Chez moi c’est une multiplicité de religion. Ces temps-ci je peux dire que presque la majorité de la population est protestante surtout après le séisme en 2010 où  le concept de Dieu était la réponse de résignation d’un peuple délaissé en plein cauchemar. Certains ont même eu l’accord de l’Etat pour organiser des journées de prières en public. Mais cela n’empêche pas à ces personnes d’aller voir un prêtre vaudou quand elles en ont besoin. Certains adeptes du vodou parlent de 50% de protestant, 50% de catholique et de 100% vodouisants.

Chez moi c’est un  éternel ensoleillement, de belles plages, et beaucoup de sites touristiques empreint d’une touche naturelle. Le Nord et le Sud sont les départements les plus réputés pour les plus belles plages, il y a même des bateaux de croisières qui y viennent dans ces régions, spécialement à Labadee au Cap dans la citée d’Henri Christophe. Les sites touristiques sont nombreux en Haïti et les plus visités sont : « Bassin Zim », « le Seau d’Eau »,  « la Citadelle Laferrière », « la Grotte Mari Jeanne », le « Fort Jacques et Alexandre », « lakou Souvnans  » qui est l’un des haut lieux du culte vodou les plus fréquents en Haïti. Toutes sortes de gens s’y rendent : les hommes politiques, les ethnologues, les chercheurs et journalistes.
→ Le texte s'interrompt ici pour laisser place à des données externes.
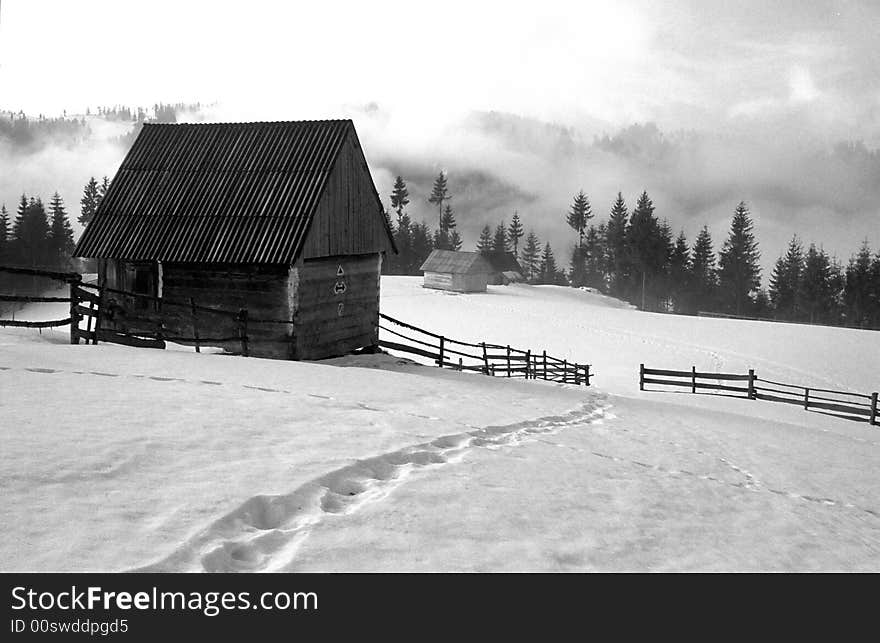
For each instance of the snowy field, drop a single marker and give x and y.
(117, 458)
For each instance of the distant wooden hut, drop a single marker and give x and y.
(281, 219)
(456, 271)
(505, 267)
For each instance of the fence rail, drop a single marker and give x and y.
(860, 406)
(489, 359)
(96, 316)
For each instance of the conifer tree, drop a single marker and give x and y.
(579, 215)
(858, 287)
(31, 232)
(484, 245)
(499, 240)
(515, 232)
(616, 249)
(60, 233)
(703, 278)
(531, 256)
(816, 294)
(102, 189)
(89, 202)
(647, 248)
(577, 269)
(5, 234)
(739, 274)
(440, 194)
(399, 196)
(594, 253)
(785, 282)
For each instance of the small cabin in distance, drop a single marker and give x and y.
(505, 267)
(281, 219)
(456, 271)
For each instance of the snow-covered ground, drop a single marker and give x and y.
(117, 458)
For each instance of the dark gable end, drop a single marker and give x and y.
(238, 193)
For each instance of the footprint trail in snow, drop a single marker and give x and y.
(266, 531)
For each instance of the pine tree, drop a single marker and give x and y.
(403, 263)
(60, 233)
(577, 268)
(422, 244)
(515, 233)
(454, 240)
(102, 189)
(703, 278)
(5, 234)
(740, 273)
(616, 249)
(647, 249)
(857, 290)
(499, 240)
(31, 230)
(531, 256)
(815, 293)
(785, 282)
(679, 271)
(399, 196)
(89, 202)
(440, 194)
(594, 253)
(484, 245)
(579, 215)
(548, 271)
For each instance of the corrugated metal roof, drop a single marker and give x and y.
(502, 261)
(216, 192)
(468, 263)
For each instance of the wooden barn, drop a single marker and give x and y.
(456, 271)
(505, 267)
(281, 219)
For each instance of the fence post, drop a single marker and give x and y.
(74, 315)
(874, 408)
(192, 305)
(242, 330)
(98, 315)
(485, 359)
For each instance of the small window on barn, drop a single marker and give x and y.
(144, 283)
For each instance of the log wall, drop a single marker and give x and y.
(336, 303)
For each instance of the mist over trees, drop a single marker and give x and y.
(638, 257)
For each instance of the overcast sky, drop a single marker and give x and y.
(682, 64)
(782, 75)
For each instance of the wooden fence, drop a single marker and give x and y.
(859, 406)
(485, 358)
(95, 315)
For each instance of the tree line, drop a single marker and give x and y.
(635, 256)
(40, 236)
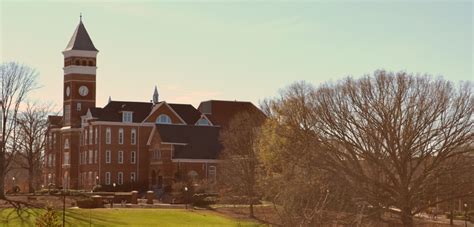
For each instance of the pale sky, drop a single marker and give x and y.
(236, 50)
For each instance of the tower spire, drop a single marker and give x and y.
(155, 96)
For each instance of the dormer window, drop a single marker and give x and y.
(203, 121)
(127, 116)
(163, 119)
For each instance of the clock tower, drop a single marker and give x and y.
(80, 65)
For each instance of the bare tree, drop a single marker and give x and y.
(239, 157)
(303, 193)
(395, 136)
(16, 82)
(33, 125)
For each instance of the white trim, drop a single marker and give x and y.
(203, 116)
(150, 138)
(79, 69)
(86, 81)
(188, 160)
(148, 124)
(156, 107)
(80, 53)
(171, 143)
(69, 129)
(82, 100)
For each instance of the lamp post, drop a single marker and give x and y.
(186, 197)
(14, 188)
(465, 214)
(49, 183)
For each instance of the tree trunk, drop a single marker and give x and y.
(31, 180)
(451, 217)
(251, 209)
(2, 171)
(407, 218)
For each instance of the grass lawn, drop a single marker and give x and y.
(125, 217)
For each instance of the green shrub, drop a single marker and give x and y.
(48, 219)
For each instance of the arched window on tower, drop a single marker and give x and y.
(163, 119)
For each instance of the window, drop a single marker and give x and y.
(203, 121)
(133, 155)
(91, 156)
(133, 137)
(50, 160)
(107, 156)
(120, 178)
(120, 157)
(67, 114)
(107, 178)
(50, 141)
(66, 158)
(212, 173)
(89, 178)
(127, 116)
(85, 136)
(132, 177)
(66, 143)
(156, 154)
(90, 135)
(108, 136)
(96, 135)
(121, 136)
(193, 175)
(163, 119)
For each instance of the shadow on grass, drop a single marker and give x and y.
(27, 217)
Chez moi c’est également une grande ressource humaine. Nous avons de grands écrivains, de grands historiens qui ont fait leurs armes partout dans le monde. Comme je le dis toujours si la période de dictature des Duvalier (Père et Fils) n’avait pas fait fuir nos cerveaux nous pourrions être loin de ce que nous sommes aujourd’hui. Bien entendu d’autres ressources humaines sont là mais depuis quelque temps,  malheureusement, c’est la politique qui est le dénominateur commun de tout.